Do I have the gist of it correct or am I completely off the mark?
My guess is that internally the Hashtable class creates a small array (e.g. 1K items) and then rehash the 32bit number to a 3 digit number and use that as lookup.
That's exactly what happens, except that the capacity (number of bins) of the table is more commonly set to a power of two or a prime number. The hash code is then taken modulo this number to find the bin into which to insert an item. When the capacity is a power of two, the modulus operation becomes a simple bitmasking op.
When the number of elements reaches a certain threshold (say 75%)
If you're referring to the Java Hashtable implementation, then yes. This is called the load factor. Other implementations may use 2/3 instead of 3/4.
it would expand the array to something like 10K items
In most implementations, the capacity will not be increased ten-fold but rather doubled (for power-of-two-sized hash tables) or multiplied by roughly 1.5 + the distance to the next prime number.
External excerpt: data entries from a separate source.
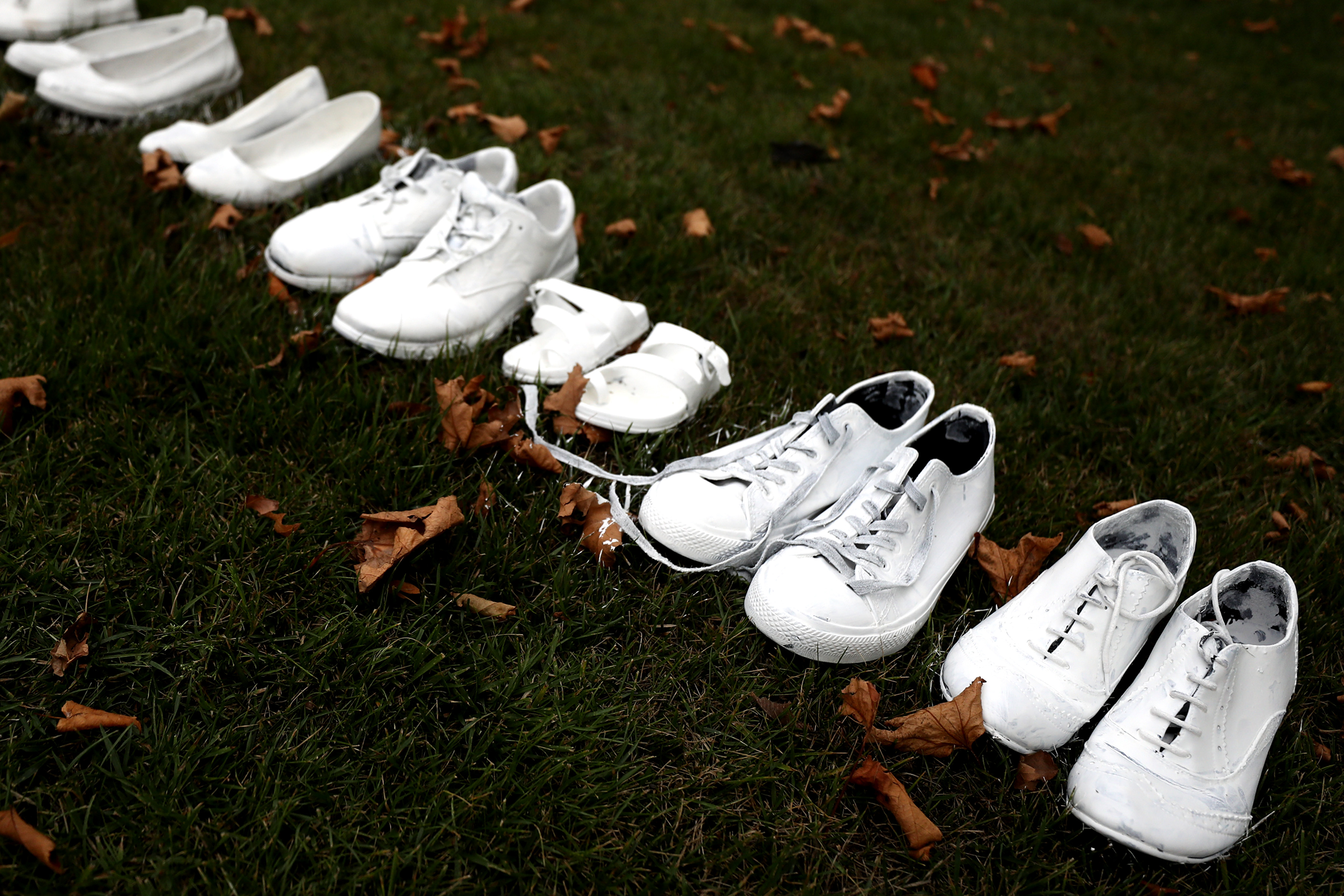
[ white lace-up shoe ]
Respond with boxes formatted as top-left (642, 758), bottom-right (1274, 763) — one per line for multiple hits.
top-left (744, 404), bottom-right (995, 662)
top-left (941, 501), bottom-right (1195, 752)
top-left (265, 146), bottom-right (517, 293)
top-left (1068, 561), bottom-right (1298, 862)
top-left (0, 0), bottom-right (140, 40)
top-left (4, 7), bottom-right (206, 77)
top-left (640, 371), bottom-right (934, 571)
top-left (332, 171), bottom-right (579, 357)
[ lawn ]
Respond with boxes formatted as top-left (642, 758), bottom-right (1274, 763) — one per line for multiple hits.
top-left (0, 0), bottom-right (1344, 895)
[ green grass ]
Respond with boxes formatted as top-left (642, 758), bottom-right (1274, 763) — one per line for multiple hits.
top-left (0, 0), bottom-right (1344, 895)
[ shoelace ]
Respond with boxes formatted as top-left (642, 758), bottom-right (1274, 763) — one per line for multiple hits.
top-left (1027, 551), bottom-right (1179, 677)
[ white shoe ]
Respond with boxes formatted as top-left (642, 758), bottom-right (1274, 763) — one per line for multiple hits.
top-left (640, 371), bottom-right (934, 571)
top-left (744, 404), bottom-right (995, 662)
top-left (38, 16), bottom-right (243, 118)
top-left (941, 501), bottom-right (1195, 754)
top-left (332, 172), bottom-right (579, 359)
top-left (140, 66), bottom-right (327, 164)
top-left (0, 7), bottom-right (206, 78)
top-left (183, 90), bottom-right (382, 208)
top-left (266, 146), bottom-right (517, 293)
top-left (1068, 561), bottom-right (1298, 862)
top-left (0, 0), bottom-right (140, 40)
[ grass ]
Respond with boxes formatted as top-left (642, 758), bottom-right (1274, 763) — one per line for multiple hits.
top-left (0, 0), bottom-right (1344, 895)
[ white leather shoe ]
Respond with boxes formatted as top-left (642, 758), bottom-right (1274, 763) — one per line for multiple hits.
top-left (941, 501), bottom-right (1195, 754)
top-left (1068, 561), bottom-right (1298, 862)
top-left (640, 371), bottom-right (934, 572)
top-left (332, 172), bottom-right (579, 357)
top-left (140, 66), bottom-right (327, 164)
top-left (0, 0), bottom-right (140, 40)
top-left (265, 146), bottom-right (517, 293)
top-left (183, 90), bottom-right (382, 208)
top-left (4, 7), bottom-right (206, 78)
top-left (744, 404), bottom-right (995, 662)
top-left (38, 16), bottom-right (243, 118)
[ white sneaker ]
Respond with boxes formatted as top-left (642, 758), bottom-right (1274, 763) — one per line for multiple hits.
top-left (941, 501), bottom-right (1195, 752)
top-left (1068, 561), bottom-right (1298, 862)
top-left (744, 404), bottom-right (995, 662)
top-left (38, 16), bottom-right (243, 118)
top-left (332, 172), bottom-right (579, 359)
top-left (140, 66), bottom-right (327, 164)
top-left (0, 0), bottom-right (140, 40)
top-left (265, 146), bottom-right (517, 293)
top-left (0, 7), bottom-right (206, 78)
top-left (183, 90), bottom-right (382, 208)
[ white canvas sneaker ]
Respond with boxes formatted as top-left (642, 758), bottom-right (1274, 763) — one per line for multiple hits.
top-left (140, 66), bottom-right (327, 164)
top-left (1068, 561), bottom-right (1298, 862)
top-left (38, 16), bottom-right (243, 118)
top-left (941, 501), bottom-right (1195, 752)
top-left (265, 146), bottom-right (517, 293)
top-left (0, 0), bottom-right (140, 40)
top-left (744, 404), bottom-right (995, 662)
top-left (332, 171), bottom-right (579, 359)
top-left (4, 7), bottom-right (206, 77)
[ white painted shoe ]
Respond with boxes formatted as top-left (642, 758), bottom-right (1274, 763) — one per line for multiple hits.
top-left (140, 66), bottom-right (327, 164)
top-left (504, 279), bottom-right (649, 386)
top-left (0, 7), bottom-right (206, 78)
top-left (941, 501), bottom-right (1195, 752)
top-left (266, 146), bottom-right (517, 293)
top-left (38, 16), bottom-right (243, 118)
top-left (183, 90), bottom-right (382, 208)
top-left (332, 172), bottom-right (579, 359)
top-left (0, 0), bottom-right (140, 40)
top-left (1068, 561), bottom-right (1298, 862)
top-left (743, 404), bottom-right (995, 662)
top-left (622, 371), bottom-right (934, 573)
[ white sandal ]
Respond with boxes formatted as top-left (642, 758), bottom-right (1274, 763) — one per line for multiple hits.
top-left (574, 324), bottom-right (732, 433)
top-left (504, 278), bottom-right (649, 386)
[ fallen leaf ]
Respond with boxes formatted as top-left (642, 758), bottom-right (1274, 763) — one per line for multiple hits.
top-left (845, 759), bottom-right (942, 861)
top-left (56, 700), bottom-right (141, 734)
top-left (1012, 750), bottom-right (1059, 790)
top-left (0, 809), bottom-right (66, 874)
top-left (966, 532), bottom-right (1064, 602)
top-left (51, 611), bottom-right (94, 678)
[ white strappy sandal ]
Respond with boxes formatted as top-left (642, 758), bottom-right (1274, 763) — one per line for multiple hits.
top-left (504, 278), bottom-right (649, 386)
top-left (574, 324), bottom-right (732, 433)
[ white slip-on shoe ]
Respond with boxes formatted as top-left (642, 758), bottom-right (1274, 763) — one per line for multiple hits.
top-left (504, 279), bottom-right (649, 386)
top-left (332, 172), bottom-right (579, 359)
top-left (38, 16), bottom-right (243, 118)
top-left (266, 146), bottom-right (517, 293)
top-left (140, 66), bottom-right (327, 164)
top-left (4, 7), bottom-right (206, 78)
top-left (1068, 561), bottom-right (1298, 862)
top-left (939, 501), bottom-right (1195, 754)
top-left (0, 0), bottom-right (140, 40)
top-left (183, 90), bottom-right (382, 208)
top-left (743, 404), bottom-right (995, 662)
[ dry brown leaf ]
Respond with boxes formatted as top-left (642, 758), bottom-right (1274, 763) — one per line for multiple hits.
top-left (966, 532), bottom-right (1064, 602)
top-left (56, 700), bottom-right (141, 734)
top-left (1012, 750), bottom-right (1059, 790)
top-left (845, 759), bottom-right (942, 861)
top-left (0, 809), bottom-right (66, 874)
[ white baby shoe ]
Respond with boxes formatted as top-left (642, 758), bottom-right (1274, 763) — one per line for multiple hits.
top-left (1064, 561), bottom-right (1298, 862)
top-left (332, 172), bottom-right (579, 359)
top-left (140, 66), bottom-right (327, 164)
top-left (4, 7), bottom-right (206, 78)
top-left (744, 404), bottom-right (995, 662)
top-left (183, 90), bottom-right (382, 208)
top-left (265, 146), bottom-right (516, 289)
top-left (941, 501), bottom-right (1195, 752)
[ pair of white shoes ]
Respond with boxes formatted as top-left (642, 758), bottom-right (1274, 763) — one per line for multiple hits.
top-left (939, 501), bottom-right (1298, 862)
The hashtable has a number of bins that contain items. The number of bins are quite small to start with. Given a hashcode, it simply uses hashcode modulo bincount to find the bin in which the item should reside. That gives the fast lookup (Find the bin for an item: Take modulo of the hashcode, done).
Or in (pseudo) code:
int hash = obj.GetHashCode();
int binIndex = hash % binCount;
// The item is in bin #binIndex. Go get the items there and find the one that matches.
Obviously, as you figured out yourself, at some point the table will need to grow. When it does this, a new array of bins are created, and the items in the table are redistributed to the new bins. This is also means that growing a hashtable can be slow. (So, approx. O(1) in most cases, unless the insert triggers an internal resize. Lookups should always be ~O(1)).
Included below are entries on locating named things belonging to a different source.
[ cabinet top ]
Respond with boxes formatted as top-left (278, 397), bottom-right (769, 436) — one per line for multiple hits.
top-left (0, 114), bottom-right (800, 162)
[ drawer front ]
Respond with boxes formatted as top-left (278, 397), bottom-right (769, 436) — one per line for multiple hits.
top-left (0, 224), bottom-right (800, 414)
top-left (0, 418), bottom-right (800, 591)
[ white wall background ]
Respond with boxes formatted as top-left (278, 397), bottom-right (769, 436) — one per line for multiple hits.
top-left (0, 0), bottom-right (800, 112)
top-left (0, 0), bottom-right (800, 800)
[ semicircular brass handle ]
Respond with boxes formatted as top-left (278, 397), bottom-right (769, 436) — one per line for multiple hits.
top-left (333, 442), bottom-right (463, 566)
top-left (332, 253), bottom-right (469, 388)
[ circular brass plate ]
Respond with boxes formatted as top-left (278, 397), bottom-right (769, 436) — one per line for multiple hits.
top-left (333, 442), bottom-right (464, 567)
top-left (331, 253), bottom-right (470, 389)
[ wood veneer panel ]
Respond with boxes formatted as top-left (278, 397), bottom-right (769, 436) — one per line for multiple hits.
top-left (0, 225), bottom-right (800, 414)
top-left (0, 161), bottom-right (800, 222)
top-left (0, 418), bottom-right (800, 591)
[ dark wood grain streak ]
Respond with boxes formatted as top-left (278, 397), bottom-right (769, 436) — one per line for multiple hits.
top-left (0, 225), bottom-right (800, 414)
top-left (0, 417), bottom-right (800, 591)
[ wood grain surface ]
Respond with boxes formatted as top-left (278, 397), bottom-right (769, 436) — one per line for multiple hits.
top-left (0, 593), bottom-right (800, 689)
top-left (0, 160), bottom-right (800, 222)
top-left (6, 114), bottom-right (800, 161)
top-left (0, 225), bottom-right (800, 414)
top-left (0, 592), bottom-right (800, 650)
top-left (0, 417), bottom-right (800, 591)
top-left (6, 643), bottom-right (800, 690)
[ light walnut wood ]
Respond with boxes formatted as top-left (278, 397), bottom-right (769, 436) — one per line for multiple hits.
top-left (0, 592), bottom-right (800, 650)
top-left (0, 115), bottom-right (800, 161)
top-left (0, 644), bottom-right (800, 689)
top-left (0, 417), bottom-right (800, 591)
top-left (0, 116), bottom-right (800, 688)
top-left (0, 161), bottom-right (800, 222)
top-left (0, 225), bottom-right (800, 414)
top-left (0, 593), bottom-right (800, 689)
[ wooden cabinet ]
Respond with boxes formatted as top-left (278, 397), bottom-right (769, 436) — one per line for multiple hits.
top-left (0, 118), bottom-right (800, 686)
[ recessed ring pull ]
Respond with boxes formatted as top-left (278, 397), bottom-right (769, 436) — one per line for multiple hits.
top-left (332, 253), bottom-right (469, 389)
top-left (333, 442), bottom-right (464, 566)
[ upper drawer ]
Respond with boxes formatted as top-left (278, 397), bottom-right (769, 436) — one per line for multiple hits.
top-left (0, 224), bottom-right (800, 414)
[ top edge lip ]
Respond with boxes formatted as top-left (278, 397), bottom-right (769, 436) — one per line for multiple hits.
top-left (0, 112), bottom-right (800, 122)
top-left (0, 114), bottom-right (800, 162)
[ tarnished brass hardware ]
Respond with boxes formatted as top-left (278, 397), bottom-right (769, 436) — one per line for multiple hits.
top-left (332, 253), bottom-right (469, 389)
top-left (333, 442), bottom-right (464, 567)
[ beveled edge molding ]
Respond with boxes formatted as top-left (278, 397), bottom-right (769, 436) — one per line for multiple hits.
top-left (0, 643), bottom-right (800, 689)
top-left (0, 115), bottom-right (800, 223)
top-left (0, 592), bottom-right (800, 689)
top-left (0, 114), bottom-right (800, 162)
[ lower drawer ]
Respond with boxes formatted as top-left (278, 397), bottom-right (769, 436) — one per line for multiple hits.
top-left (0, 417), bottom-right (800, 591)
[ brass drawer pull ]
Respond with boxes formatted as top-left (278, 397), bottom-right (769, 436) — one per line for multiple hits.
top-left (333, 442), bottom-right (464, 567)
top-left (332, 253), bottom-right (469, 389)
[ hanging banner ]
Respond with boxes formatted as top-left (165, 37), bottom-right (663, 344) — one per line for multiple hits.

In general, there are a number of variations in how hash tables handle overflow.
Many (including Java's, if memory serves) resize when the load factor (percentage of bins in use) exceeds some particular percentage. The downside of this is that the speed is undependable -- most insertions will be O(1), but a few will be O(N).
To ameliorate that problem, some resize gradually instead: when the load factor exceeds the magic number, they:
Create a second (larger) hash table.
Insert the new item into the new hash table.
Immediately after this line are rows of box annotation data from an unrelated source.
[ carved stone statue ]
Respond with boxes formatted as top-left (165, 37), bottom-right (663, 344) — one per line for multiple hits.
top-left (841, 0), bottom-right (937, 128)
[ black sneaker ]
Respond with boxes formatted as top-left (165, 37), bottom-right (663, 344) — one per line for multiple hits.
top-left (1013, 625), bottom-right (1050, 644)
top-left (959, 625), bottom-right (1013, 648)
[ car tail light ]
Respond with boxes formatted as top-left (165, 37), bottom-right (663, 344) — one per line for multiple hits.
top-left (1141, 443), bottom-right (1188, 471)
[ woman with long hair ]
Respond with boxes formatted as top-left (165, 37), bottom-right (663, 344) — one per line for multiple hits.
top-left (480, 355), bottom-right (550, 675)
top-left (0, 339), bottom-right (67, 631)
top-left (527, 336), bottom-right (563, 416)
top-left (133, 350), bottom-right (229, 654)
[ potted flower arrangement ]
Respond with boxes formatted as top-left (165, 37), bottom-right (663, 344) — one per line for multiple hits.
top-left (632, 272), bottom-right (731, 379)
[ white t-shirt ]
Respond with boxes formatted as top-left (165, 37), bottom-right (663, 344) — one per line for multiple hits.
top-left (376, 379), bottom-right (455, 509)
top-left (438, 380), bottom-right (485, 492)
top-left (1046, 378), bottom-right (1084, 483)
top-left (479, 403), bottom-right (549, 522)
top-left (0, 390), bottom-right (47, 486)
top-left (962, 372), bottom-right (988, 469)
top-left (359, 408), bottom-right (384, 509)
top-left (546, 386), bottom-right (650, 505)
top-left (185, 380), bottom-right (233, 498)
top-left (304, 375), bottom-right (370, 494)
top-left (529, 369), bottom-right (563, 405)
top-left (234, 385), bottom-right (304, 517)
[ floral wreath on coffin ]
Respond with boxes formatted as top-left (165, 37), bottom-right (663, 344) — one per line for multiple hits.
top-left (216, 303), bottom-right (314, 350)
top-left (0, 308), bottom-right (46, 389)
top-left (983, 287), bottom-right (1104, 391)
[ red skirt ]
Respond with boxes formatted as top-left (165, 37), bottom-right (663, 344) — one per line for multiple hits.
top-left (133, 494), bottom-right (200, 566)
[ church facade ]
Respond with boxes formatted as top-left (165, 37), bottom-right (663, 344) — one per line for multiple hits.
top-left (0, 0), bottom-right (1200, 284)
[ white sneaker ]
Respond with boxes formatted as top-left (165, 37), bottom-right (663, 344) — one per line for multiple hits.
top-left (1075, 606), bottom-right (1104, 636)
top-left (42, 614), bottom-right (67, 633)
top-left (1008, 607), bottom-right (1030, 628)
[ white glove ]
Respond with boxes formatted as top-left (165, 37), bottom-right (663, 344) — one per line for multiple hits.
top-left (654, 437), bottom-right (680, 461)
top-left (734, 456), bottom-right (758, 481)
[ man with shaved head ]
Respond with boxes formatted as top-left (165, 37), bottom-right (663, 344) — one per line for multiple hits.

Move some items from the existing hash table to the new one.
Then, each subsequent insertion moves another chunk from the old hash table to the new one. This retains the O(1) average complexity, and can be written so the complexity for every insertion is essentially constant: when the hash table gets "full" (i.e., load factor exceeds your trigger point) you double the size of the table. Then, each insertion you insert the new item and move one item from the old table to the new one. The old table will empty exactly as the new one fills up, so every insertion will involve exactly two operations: inserting one new item and moving one old one, so insertion speed remains essentially constant.
There are also other strategies. One I particularly like is to make the hash table a table of balanced trees. With this, you usually ignore overflow entirely. As the hash table fills up, you just end up with more items in each tree. In theory, this means the complexity is O(log N), but for any practical size it's proportional to log N/M, where M=number of buckets. For practical size ranges (e.g., up to several billion items) that's essentially constant (log N grows very slowly) and and it's often a little faster for the largest table you can fit in memory, and a lost faster for smaller sizes. The shortcoming is that it's only really practical when the objects you're storing are fairly large -- if you stored (for example) one character per node, the overhead from two pointers (plus, usually, balance information) per node would be extremely high.